Second amongst the conundrums that we have set, and reset ourselves, is this question: what is the proper response of those who first encounter the conclusion of our activity at the beginning of their's? If they find themselves in broad sympathy, but are still not immediately persuaded to abandon their position, then what? Who is it that begins at the end of another's project, and how to they proceed?
One thing seems certain, 'live' encounters with our arguments are intolerable. It is not feasible for others to read or engage with us whilst we are, so to speak, still in the room; whilst we are still, so to speak, adding further ordure to the grand dung-heap of our efforts. Then, another approach is required, an approach which does not treat our project as living, as present to those approaching but which has become completely lost from the world. This genealogical encounter would treat us as if we were but distant antecedents of the investigators' present. For them to get on with their task of exhumation and re-categorisation we must have already departed the stage and, to all effects and purposes, should be classified as already dead.
But what is it, this foul and collapsed hovel, that the hypothetical team of archeologists, forensic scientists, archivists and reconstruction artists are supposed to investigate? They will find in our amassing of speech content an abject poverty of contact. The struggle was always to effectively articulate what we were saying - but we could never quite separate the message from the noise. Not only did we have to supply our arguments to the world, we also had to construct the context in which such arguments would make any kind of sense. That was always going to be an unachievable objective, a suicidal gamble on the possibility of engagement. For others to really encounter us, they would have to approach us 'historically' - ours was one of those projects of the human community that are intolerable in the present. There was never anything to say to us in he moment, and we become comprehensible only from a distance.
Our upsets have passed beneath the threshold where discourse may usefully assign them a significance. We cannot reasonably expect that the pea-scale of our troubles will be carried within the freight haulage infrastructure of politics. And whilst we continue in our efforts at ideologically reframing our disquiet within established political categories, even if this may prove functional in the energy transfers of externalisation, we remain secretly unconvinced of our ability to speak what we feel the urgent pressure to say. Our inarticulacy precisely tracks the presence of something beneath it, triggering it. However, the nature of whatever this leviathan-like movement might be remains elusive, obscure and troubling. We also suspect that the attenuation in our speech is recently transformed into a chronic and exponential condition which threatens an eventual signal extinction. For this reason and perhaps others, the project of giving utterance to that which blocks the possibility of utterance is consistently forced to give yet further ground before the block's project of actively denying its articulation. As a result, we are losing contact with what is producing us.

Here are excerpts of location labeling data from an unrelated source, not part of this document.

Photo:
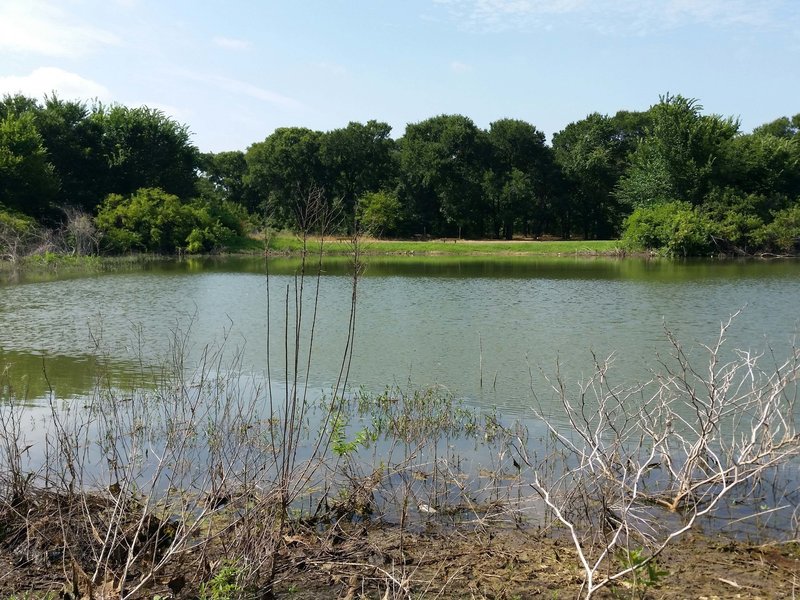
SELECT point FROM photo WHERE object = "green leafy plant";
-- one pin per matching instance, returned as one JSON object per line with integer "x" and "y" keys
{"x": 339, "y": 443}
{"x": 646, "y": 573}
{"x": 223, "y": 586}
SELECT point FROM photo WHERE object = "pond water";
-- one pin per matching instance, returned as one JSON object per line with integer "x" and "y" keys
{"x": 487, "y": 330}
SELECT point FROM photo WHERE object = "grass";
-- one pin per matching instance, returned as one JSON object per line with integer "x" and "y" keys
{"x": 288, "y": 243}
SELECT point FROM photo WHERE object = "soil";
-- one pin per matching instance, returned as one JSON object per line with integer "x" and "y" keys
{"x": 369, "y": 561}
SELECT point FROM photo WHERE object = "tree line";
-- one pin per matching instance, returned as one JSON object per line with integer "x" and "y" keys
{"x": 670, "y": 178}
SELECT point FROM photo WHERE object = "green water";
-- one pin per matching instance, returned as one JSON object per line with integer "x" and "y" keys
{"x": 488, "y": 330}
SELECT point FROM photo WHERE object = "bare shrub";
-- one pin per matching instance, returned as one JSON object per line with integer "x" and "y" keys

This is not to make a claim for the importance of our work. Like the content of most archives, our texts are, for the most part, of low quality. But anyway, the object of the genealogist is not to grade the quality of an argument but to situate what it says about the set of relations in which it appears. The problem is set elsewhere than as 'worth', and is similar to Corso's question of orientation: how to situate small group jargon and its syntactic conventions beyond the group's own confines? Then, we are looking for genealogists to sympathetically work through our vast archive of failed utterances and firstly find out what they are about, and how they 'fit in' within a more general schema. After this, we hope that they would be able to make something new from them. Do we dare also hope that they'd refashion from the muck of our infirmities a golem for their own project?
To be sure, what we propose is a peculiar task - and not suited to a professional historian. The ideal candidates will have already experienced a, perhaps unarticulated or even unacknowledged, dissatisfaction with the discursive conventions of left-activism and with the parameters of 'class analysis' in the form of repressive consciousness. Such persons would be looking to sympathetically draw out the implications of this disquiet whilst also refusing the temptation of that rightward drift which is integral to so many other's 'political maturation.' It is possible that this task will suit those of a 'certain age' or perhaps someone undergoing a lengthy convalescence, or enduring the sort of exile that induced Auerbach to write Mimesis. Be that as it may, if the prospect of excavating dull and dusty racks of past texts excites you, then please, by all means, apply within.